The invitations sent out by Vasilyev, and also Bersheda, were not confined to people in Monaco; international business associates of Rybolovlev were also hosted, as was Swiss businessman and art dealer Yves Bouvier, the owner of the Geneva and Singapore free ports with whom Rybolovlev had long done business with until the two fell out in 2015.
Since then, Rybolovlev and Bouvier have been fighting an epic legal battle over the Russian’s claim that Bouvier marked up the true value of numerous artworks sold to the oligarch, who notably claims he was overcharged by 47.5 million dollars in his purchase of Leonardo da Vinci’s Salvator Mundi, the world’s most expensive artwork valued at 450.3 million dollars.

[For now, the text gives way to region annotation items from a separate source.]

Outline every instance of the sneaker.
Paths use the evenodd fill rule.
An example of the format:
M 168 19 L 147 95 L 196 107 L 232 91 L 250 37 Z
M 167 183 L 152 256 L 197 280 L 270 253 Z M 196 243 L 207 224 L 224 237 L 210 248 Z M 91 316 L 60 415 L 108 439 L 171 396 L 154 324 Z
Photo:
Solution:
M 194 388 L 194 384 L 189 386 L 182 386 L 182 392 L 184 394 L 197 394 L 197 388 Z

Rybolovlev lodged a complaint for fraud against Bouvier, who in October 2017 counter-attacked with his own legal action against the Russian for corruption, money laundering and fraud. Meanwhile, Tania Rappo, a former friend of the Rybolovlev family who was also cited in the oligarch’s complaint against Bouvier, filed a complaint against Tetiana Bershida, Rybolovlev’s lawyer, for having recorded without her knowledge a private dinner meeting between the two in 2016.